The judge of the superior court may reverse the decision of the board on the grounds stated in Code § 114-710, but may not make findings of fact and enter an award thereon.
In all workmen's compensation cases, to justify an award of compensation, it is essential that the board find as a matter of fact that the claimant was injured by an accident arising out of and in the course of employment. Here the board did not find this essential. Neither this court nor any other court has authority to substitute itself as a fact-finding body in lieu of the board. Accordingly, the superior court erred in entering an award of compensation.

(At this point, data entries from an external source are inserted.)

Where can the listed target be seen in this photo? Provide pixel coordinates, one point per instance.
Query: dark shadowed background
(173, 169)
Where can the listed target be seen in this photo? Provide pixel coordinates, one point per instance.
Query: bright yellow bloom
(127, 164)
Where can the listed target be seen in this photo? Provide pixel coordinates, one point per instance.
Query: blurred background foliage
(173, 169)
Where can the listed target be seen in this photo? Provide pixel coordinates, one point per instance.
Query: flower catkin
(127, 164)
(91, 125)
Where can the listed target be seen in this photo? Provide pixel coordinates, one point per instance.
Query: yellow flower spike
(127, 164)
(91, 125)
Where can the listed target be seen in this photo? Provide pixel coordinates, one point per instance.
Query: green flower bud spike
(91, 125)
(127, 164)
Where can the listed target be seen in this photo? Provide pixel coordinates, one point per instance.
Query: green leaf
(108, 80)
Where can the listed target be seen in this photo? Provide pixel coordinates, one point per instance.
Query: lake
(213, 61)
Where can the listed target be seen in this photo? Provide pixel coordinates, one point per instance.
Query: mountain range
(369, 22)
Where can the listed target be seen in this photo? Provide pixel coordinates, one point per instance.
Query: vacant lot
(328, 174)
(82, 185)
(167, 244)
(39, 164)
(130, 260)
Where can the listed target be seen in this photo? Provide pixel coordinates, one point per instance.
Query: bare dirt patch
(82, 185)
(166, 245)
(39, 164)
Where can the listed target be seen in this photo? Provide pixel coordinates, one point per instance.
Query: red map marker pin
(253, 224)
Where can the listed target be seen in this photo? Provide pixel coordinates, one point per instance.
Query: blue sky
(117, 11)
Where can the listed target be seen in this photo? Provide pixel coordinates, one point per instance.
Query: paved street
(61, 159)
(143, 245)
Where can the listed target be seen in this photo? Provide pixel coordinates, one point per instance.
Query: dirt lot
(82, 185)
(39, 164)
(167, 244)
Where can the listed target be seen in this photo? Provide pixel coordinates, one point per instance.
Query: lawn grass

Pacific Employers Ins. Co. v. West, 213 Ga. 296, 298 (2) ( 99 S.E.2d 89); Independence Indem. Co. v. Sprayberry, 171 Ga. 565 ( 156 S.E. 230).
While in this case it is true that the claimant was the sole witness to testify at the hearing, there was also in the record a signed and witnessed statement of the claimant which the board was authorized to consider. This statement was in conflict with the claimant's testimony in that it was subject to the construction that the claimant was carrying on personal household chores at the time she tripped over the box of books. With this conflict in the record, the board as the fact-finding body was authorized to resolve the conflict and to find that the claimant had not carried the burden of proof to show that she had an accident and injury which arose out of and in the course of her employment.
Judgment reversed with directions to the superior court to affirm the award of the board denying compensation. Felton, C. J., and Hall, J., concur.